Someone Stole Our Money Tree

And other perfectly plausible excuses for not spending in this economy… Frankly, with the amount of times my children ask for something — from $2 gems for Dragonvale to a dress from Justice to a new iPhone, I’m assuming they believe that money either grows on trees or at the very least flows to us on a river of gold.

“Someone cut down our money tree.”  This is the line I used to explain why my son would not be getting the new iPhone 5 the moment it hit shelves, like some of his other friends, who shall remain nameless.  “That’s right, just yesterday I was fanning myself with fresh dollar bills, off the darn thing and today… gone,” I waxed.

“I remember the old days, circa 2000, when times were good, the tree bloomed so plentifully.  I would walk out and stare into the buds, too blurry to tell what they would blossom into, but so excited by the prospects.  The beautiful $20’s and even a rogue $100 here or there, opened in glorious subdued hues of matte greens.  Benjamins and Jacksons — the good ol’ boys.  Recently, the soil has not been as “rich,” if you will, and Washington, old faithful, as I like to call him, has been the only one to flower.

The spots once reserved for George and Abie became clusters of kernels, heavy copper and silver colored nuts, that plunked down on our heads at even the slightest gust of wind.  Every once in a while, a seed would hit with concussion causing force… “Damn Susan B.”  I’d curse at it, and then plant it, in hopes of growing another tree.  Alas, the bush it bore only sprouted subway tokens, which are of no use in the Florida suburbs.

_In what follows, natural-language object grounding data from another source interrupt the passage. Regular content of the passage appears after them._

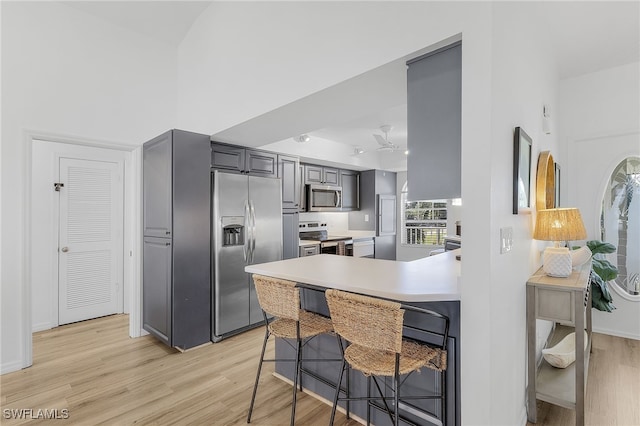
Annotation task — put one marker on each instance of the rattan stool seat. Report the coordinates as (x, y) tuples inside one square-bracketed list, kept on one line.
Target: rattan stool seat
[(310, 325), (381, 363)]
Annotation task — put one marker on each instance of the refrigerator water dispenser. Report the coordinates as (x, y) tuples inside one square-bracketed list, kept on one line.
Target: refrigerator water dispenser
[(232, 231)]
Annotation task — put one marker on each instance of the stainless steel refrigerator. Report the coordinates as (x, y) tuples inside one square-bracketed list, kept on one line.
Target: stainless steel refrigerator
[(247, 229)]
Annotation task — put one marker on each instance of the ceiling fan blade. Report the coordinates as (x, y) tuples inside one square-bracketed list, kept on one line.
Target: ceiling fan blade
[(381, 141)]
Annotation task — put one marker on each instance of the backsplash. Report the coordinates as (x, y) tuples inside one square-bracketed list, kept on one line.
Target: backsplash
[(334, 220)]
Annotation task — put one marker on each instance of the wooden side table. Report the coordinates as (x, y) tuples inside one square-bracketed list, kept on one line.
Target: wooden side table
[(566, 301)]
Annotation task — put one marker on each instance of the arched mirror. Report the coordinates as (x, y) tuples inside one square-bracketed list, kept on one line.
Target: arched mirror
[(620, 222)]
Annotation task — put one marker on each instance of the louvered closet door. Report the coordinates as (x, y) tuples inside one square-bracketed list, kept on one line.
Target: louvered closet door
[(90, 240)]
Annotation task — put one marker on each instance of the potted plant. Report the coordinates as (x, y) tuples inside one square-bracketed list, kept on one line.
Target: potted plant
[(602, 271)]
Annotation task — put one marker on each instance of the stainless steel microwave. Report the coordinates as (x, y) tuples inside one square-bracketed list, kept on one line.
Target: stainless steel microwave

Each Tuesday, I would pluck all the ripe bills from the tree, as Wednesday is the day the lawn people come.  Well, need I say more.  It’s so hard to find honest help these days.

But today, well today… I don’t need to worry about picking the fruit, because the tree is gone.  All that’s left is a hole in the ground and some scattered pennies that even the horticultural filchers found not worth risking back injury for.

“So, no new iPhone 5 for you OR ME, for that matter.”

My son walked away confused and mildly appeased.  Next I will explain to my husband why the boot fairy made a recent visit to my closet.

15 thoughts on “Someone Stole Our Money Tree

  1. Mom Off Meth

    Oh how I wish that money tree would grow around here. I think I cut it down myself. And that new iPhone is calling my name. Damn it. I’ll have to donate more plasma. Seriously.

  2. cherie

    I guess that was the money tree that used to be in my back yard when you were a kid…but I thought that was gone a long time ago. I loved this.

  3. Bari

    Yeah, yeah, yeah, my mom used to give me the money tree story too. Then I grew up and gave the same story to my daughter. I feel for you, my heart bleeds, money is tight!
    But say, can I borrow the boots, I can pay little rent for them.

  4. Amy

    U deserve the boots way more than any 10 year old
    Needs a $500 toy. Even though all of our kids have such expensive items, the fact that they have iPods.,iPads, iPhones is so crazy. To think I didn’t get the barbie dream house.

  5. Leslie

    Love it! I don’t think our money tree ever had a full blossoming season. It was a dwarf plant, and it didn’t get fertilized well. But now…..it’s a stick. ;o)

  6. Louisa

    Ha ha that’s so funny because apparently we have a money tree too and my husband being an accountant often refers to it ironically when I’ve been shopping.